岛上人越来越多,近三万修士,一大半是青鸾洲与瘦篙洲人。
不过十月之前,应该还会有一大批修士到此。离着拒妖岛最远的玉竹洲,七个月也能到的。
今日夏檀烟回了一趟酒铺,很快就又回到宅子,眼睛通红,估计是在外面哭完了才回来的。
姑娘不说,刘景浊便也没有主动去问。
那个庄茑,忙了小半月估计是忙坏了,两天没见人了。
刘景浊坐在藤椅上翻看昨日战报,对方还是没有妖王下场,双方各有损伤,炼虚修士战死三十余,双方暂时都没有登楼死伤。

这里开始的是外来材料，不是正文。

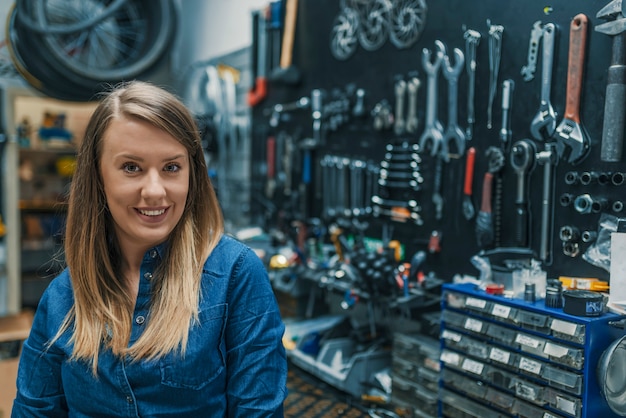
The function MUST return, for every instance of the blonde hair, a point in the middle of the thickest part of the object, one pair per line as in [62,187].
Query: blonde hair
[102,312]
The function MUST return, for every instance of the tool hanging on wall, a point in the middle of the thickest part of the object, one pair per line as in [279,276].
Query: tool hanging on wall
[468,205]
[614,101]
[258,92]
[528,70]
[371,22]
[374,26]
[495,54]
[287,72]
[472,40]
[407,19]
[572,140]
[344,34]
[543,124]
[522,159]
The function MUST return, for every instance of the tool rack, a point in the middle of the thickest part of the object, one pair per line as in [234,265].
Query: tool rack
[507,357]
[340,115]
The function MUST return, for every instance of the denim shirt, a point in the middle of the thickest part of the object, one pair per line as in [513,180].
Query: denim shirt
[235,364]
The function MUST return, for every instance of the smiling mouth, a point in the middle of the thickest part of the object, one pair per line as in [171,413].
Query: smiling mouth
[152,212]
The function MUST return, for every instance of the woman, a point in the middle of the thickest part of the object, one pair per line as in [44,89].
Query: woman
[158,313]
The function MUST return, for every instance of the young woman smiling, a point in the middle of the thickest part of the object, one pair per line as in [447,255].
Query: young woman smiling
[158,313]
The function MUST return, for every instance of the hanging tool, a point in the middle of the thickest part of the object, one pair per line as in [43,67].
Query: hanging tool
[274,26]
[270,158]
[468,205]
[571,137]
[615,99]
[453,132]
[549,159]
[472,39]
[496,159]
[507,99]
[544,122]
[484,221]
[522,161]
[433,131]
[528,70]
[495,54]
[399,122]
[412,121]
[287,73]
[259,56]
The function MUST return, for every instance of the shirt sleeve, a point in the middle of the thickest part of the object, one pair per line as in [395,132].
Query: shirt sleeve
[39,389]
[256,358]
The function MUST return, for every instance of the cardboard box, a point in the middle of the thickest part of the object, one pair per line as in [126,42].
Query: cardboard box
[12,328]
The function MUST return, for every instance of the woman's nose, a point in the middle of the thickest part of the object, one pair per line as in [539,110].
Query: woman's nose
[153,186]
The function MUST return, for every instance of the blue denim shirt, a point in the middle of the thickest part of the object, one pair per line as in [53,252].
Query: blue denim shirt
[235,365]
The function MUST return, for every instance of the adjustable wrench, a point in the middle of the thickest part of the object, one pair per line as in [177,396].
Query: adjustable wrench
[545,119]
[433,131]
[569,134]
[453,131]
[528,70]
[523,161]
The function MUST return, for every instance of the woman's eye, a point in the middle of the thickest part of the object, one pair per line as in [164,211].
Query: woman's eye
[130,167]
[172,167]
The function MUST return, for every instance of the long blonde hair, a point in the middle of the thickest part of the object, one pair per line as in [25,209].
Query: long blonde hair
[103,309]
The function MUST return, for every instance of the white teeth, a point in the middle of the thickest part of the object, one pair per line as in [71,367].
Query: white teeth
[152,212]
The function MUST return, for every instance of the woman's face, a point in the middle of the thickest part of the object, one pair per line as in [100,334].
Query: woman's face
[145,172]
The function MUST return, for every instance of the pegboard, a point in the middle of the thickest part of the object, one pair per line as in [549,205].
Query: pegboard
[377,72]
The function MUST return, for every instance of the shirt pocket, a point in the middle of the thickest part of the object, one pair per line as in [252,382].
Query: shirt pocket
[205,357]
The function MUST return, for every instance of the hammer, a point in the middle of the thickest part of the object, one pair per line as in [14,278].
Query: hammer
[287,73]
[614,111]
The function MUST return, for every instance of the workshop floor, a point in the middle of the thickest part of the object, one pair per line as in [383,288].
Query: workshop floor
[311,398]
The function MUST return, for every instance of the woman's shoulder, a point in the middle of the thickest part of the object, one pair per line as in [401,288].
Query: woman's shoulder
[228,252]
[57,299]
[61,285]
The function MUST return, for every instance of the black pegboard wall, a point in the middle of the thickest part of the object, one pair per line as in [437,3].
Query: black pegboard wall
[376,72]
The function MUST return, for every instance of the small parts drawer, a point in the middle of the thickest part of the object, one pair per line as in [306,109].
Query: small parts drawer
[509,357]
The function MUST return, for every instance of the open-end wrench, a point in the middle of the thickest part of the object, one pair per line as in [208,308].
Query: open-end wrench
[545,119]
[453,131]
[399,124]
[433,131]
[522,161]
[411,118]
[571,138]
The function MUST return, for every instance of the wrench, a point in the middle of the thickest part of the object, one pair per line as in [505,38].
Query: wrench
[507,92]
[472,39]
[528,70]
[411,118]
[545,119]
[400,90]
[433,131]
[569,134]
[523,161]
[453,131]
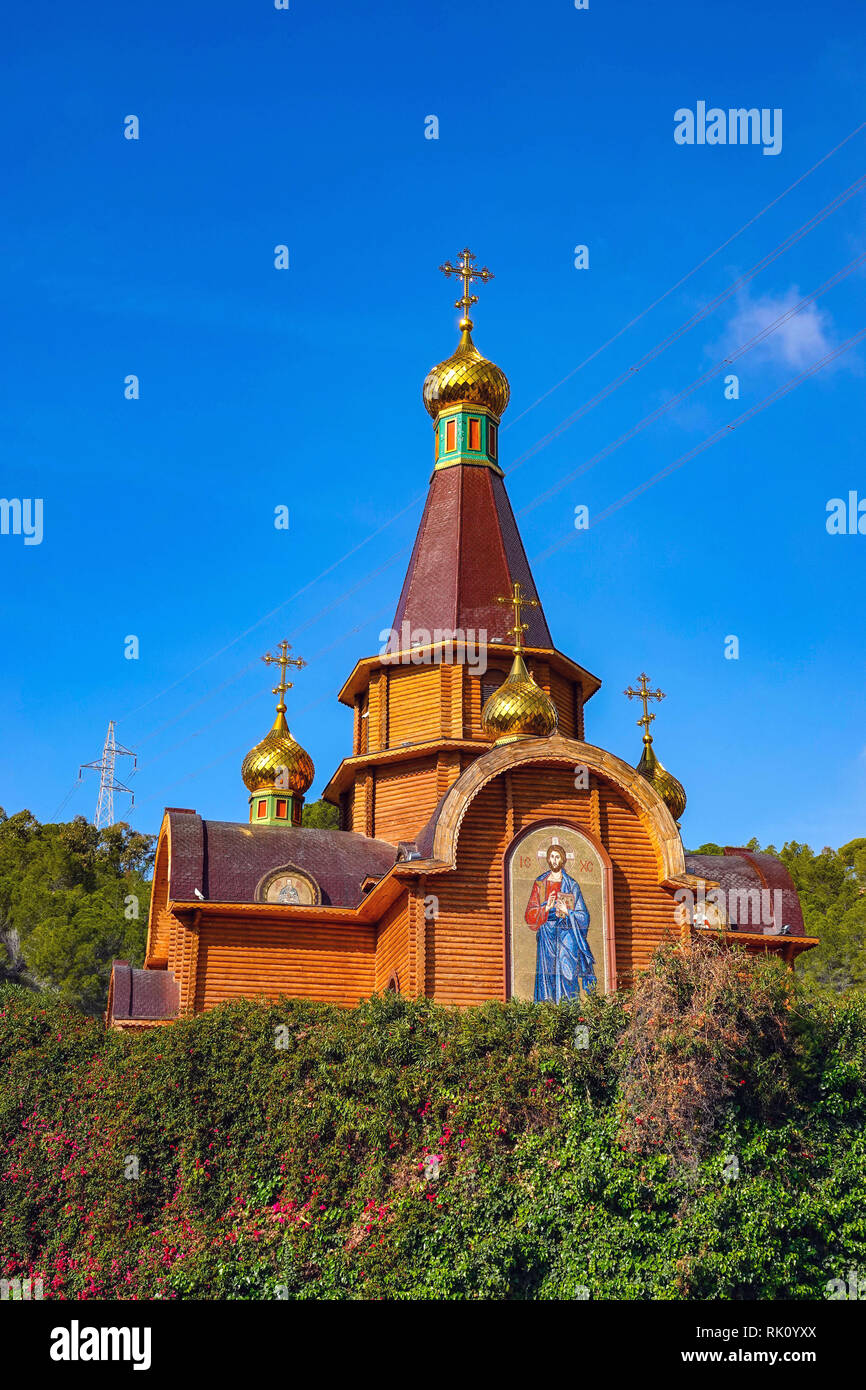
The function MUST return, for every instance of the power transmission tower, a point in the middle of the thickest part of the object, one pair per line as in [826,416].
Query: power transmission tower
[107,781]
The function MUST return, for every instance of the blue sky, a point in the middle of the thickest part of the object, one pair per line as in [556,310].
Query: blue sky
[302,387]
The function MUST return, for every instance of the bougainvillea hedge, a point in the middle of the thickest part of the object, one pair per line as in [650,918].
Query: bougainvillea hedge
[403,1150]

回去屋子里,将心神沉入那方虚幻天地,只心念一动,一块儿占地方圆三万里的海面凭空出现,几乎就是照搬进来了归墟战场。
而刘景浊闲游漫步,好似走在舆图上,人身数千丈之高。
五年,前五年内注定只能守,对面就等着拒妖岛形势好转吗?他们可不是来送战功的。
妄图夺取那道棠溪剑运,虽然没能成,被那贼丫头挡下了,但刘景浊与龙丘棠溪再上战场,决计会被针对。唤醒龙伯国遗民,算是给正面战场上填补一尊防御堪比合道的存在,但他杀力只是相当于登楼境界,有从悲春崖带来的大阵,三个炼虚就可以耗住他了。至于北边那条通道,中土那边已经足够严防死守了,再说北海有那狗日的守着,一时半会想要打通浮屠洲与归墟的连通,绝不可能。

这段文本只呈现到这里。